A journal entry: (I was sitting in a chair listening to some quiet Christmas music, about 10 feet from the lit Christmas tree. Also, lately I had
been listening to some tapes on philosophy - and the age-old question "What is the really real?" I don't usually trouble myself with that sort of question, but it's always intriguing.)
From my chair, I look at one the Christmas tree lights. As with everything else that I see lately, it is indistinct - there is really a circular array of lights in
place of the single bulb - in other words, nothing is in focus anymore. Also it is surrounded by pulsing rays.
Notice that I found myself using the word "really". But what does that mean? The "real" light is over there on the tree about 10 feet from me.
If I got up and walked over there, put on my glasses and took a closer look, I would see the familiar green socket holding a small glass candle.
(I didn't really get up; I simply recalled the image from memories of putting up past lights.)

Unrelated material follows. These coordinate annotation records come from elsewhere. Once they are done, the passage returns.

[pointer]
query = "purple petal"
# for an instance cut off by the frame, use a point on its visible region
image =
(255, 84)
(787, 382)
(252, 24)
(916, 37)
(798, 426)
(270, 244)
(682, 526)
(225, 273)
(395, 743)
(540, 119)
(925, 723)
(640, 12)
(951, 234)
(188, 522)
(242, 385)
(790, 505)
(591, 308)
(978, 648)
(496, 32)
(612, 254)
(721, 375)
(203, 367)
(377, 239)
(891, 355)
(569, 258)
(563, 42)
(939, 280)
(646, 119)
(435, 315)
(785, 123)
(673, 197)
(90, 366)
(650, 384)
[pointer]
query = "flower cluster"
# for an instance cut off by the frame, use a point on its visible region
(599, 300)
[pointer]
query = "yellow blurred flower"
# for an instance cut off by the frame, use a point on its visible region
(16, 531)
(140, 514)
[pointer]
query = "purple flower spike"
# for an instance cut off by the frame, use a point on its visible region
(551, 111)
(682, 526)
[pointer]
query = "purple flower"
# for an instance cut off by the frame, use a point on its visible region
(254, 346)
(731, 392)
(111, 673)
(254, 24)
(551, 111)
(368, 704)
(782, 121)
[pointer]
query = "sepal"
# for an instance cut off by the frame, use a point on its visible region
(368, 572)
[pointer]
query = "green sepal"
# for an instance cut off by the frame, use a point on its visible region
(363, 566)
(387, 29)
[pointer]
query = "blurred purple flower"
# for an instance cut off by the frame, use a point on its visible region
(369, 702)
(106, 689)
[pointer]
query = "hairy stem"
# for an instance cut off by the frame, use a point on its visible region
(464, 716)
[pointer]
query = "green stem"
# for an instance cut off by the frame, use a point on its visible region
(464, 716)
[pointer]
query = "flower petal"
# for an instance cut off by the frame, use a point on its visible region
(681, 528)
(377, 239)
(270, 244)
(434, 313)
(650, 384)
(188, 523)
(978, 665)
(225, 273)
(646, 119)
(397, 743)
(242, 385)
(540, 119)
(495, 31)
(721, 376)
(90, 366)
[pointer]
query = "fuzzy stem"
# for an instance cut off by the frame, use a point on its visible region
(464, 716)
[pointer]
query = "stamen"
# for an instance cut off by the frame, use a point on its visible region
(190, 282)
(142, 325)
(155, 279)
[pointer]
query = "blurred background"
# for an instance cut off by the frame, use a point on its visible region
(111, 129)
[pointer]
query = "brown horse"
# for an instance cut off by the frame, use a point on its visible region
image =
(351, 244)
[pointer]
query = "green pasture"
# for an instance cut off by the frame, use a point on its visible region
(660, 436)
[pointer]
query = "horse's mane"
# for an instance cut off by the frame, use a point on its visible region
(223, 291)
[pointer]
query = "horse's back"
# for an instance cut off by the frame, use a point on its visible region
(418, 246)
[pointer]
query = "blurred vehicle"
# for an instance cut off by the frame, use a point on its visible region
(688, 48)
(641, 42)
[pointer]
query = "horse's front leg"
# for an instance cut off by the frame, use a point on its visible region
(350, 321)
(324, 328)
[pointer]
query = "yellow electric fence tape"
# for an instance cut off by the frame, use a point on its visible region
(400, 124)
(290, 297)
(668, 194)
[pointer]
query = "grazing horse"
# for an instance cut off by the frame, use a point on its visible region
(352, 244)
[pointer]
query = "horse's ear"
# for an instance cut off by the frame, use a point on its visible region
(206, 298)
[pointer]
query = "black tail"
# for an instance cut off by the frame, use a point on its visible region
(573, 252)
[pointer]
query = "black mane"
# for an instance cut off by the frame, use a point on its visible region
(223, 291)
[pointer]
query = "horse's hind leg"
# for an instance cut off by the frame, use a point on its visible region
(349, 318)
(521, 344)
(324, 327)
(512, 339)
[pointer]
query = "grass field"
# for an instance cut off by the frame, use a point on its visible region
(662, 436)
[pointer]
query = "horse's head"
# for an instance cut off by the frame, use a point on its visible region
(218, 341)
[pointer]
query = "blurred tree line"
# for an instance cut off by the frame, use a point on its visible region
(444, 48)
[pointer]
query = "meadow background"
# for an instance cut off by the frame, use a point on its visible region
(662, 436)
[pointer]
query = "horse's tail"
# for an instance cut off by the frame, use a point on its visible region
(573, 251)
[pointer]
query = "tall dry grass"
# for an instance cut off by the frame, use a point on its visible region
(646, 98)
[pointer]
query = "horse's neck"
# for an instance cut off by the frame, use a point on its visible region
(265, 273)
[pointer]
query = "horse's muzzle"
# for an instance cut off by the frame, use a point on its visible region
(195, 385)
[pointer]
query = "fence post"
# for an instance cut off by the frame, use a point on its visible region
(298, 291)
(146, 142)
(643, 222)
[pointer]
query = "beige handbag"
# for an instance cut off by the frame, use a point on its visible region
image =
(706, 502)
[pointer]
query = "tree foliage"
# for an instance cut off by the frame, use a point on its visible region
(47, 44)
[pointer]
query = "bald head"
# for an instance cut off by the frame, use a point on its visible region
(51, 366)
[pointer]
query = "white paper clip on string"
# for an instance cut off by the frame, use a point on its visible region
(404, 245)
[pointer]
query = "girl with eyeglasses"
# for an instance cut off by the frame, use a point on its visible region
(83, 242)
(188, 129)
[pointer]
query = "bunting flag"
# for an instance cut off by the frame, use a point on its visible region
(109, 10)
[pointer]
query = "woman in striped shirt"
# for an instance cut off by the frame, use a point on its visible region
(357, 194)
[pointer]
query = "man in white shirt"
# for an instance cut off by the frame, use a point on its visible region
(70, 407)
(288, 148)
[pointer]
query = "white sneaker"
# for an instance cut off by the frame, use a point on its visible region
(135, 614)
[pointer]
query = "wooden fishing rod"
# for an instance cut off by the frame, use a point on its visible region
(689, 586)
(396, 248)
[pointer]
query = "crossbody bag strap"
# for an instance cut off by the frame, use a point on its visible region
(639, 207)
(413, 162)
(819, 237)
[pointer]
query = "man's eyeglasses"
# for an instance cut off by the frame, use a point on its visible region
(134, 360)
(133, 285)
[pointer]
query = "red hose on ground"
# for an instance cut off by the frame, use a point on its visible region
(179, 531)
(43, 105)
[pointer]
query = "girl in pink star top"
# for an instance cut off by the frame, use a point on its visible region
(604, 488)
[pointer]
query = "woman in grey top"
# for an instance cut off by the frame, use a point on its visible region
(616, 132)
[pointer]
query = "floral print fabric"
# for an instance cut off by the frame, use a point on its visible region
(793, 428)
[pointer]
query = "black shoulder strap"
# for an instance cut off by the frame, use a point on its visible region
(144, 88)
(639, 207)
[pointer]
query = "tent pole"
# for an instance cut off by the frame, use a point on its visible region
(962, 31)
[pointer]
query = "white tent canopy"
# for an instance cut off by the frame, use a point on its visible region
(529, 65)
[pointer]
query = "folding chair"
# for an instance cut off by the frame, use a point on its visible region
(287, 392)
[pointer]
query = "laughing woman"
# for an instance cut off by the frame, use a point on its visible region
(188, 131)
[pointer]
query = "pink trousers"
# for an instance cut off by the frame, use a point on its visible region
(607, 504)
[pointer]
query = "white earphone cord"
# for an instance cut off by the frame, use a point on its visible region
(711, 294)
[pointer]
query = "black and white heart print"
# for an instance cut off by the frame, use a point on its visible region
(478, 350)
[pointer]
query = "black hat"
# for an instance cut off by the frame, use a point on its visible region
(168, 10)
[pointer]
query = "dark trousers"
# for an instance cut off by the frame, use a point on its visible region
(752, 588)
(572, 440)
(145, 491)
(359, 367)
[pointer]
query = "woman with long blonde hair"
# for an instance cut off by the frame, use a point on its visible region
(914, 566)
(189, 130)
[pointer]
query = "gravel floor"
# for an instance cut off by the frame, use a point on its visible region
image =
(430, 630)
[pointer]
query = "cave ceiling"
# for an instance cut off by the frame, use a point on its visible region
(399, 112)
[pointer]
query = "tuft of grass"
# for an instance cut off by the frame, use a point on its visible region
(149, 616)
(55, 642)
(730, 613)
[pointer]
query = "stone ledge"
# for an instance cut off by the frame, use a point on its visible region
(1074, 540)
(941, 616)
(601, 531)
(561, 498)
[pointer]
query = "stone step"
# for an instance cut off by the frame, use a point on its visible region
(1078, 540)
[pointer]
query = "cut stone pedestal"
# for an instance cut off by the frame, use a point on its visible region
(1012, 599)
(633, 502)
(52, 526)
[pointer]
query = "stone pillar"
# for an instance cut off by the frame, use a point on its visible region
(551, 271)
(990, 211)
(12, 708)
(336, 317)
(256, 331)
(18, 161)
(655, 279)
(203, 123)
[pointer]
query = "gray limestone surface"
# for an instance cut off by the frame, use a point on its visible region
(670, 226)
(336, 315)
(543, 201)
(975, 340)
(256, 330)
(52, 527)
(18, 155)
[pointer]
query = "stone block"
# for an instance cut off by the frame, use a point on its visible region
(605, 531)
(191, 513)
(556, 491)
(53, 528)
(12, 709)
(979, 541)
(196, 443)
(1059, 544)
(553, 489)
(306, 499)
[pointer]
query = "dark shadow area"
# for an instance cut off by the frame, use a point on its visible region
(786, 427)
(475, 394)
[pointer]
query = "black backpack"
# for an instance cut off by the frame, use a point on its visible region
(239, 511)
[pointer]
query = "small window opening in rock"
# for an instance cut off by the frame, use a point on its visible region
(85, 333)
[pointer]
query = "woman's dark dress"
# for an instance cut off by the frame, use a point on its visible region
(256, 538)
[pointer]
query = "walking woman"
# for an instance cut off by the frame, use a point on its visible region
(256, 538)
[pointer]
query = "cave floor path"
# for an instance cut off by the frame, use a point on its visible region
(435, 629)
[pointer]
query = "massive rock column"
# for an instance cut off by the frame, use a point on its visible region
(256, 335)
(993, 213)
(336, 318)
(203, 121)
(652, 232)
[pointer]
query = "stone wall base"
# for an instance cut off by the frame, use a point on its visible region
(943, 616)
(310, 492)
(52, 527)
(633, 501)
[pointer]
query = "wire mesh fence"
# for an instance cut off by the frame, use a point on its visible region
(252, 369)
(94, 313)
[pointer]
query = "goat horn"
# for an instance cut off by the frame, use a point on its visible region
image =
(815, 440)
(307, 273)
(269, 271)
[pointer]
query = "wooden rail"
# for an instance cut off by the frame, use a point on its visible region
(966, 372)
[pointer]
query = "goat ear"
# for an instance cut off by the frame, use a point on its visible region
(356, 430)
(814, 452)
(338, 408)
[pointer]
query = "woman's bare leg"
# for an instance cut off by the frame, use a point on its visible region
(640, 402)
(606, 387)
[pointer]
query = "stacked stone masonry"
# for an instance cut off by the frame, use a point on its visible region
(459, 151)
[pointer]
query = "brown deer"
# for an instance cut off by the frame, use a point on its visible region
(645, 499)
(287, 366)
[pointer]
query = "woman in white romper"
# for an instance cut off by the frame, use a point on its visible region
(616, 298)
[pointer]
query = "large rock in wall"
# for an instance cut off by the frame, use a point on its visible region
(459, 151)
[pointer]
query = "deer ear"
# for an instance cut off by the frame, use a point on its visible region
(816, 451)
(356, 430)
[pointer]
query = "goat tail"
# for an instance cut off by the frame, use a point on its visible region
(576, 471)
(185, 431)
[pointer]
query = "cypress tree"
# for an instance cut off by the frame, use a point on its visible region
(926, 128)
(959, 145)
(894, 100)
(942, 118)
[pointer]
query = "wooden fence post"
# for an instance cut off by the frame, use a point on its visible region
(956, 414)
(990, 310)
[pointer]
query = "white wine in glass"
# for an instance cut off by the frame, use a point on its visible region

So is the "real" light the perfect single point, surrounded by its green socket that I would see if my vision was as it were about twenty years ago?
No. I suppose the "real" light is the one that is fuzzy and indistinct for my old man's eyes.
Furthermore, the whole scene pulses ever so subtlely.
Later I get up, turn on the computer, and begin to write all this stuff down. But I thought "Oh. Now I can look over at the tree right next to me and just
look at one of the lights." I put on my regular glasses and lean over. I see a smaller but slightly more distinct circular array of lights. It, too, is surrounded
by a smaller set of pulsing rays. "Oh. Is this a Fractal phenomenon? It's a 'self-similiar' scene at this scale of 1 foot as it was at 10 feet."
So I look down at my shirt. "Oh I have my stronger reading glasses hanging there. I'll stack them on my other glasses for a closer look.
Will I finally see one distinct light - as it "really" is? I place the second pair of glasses on and move to a few inches from one of the lights.
There I see, very distinctly and unmistakeably and free of pulsation, in a tiny forest of the tree's succulent needles which are themselves streaked with light, at the center of this forest and encased by a glass cylinder with its green planetary ring, not noticing the several out-of-focus circular globes reflected on my two glass lenses, a bright star.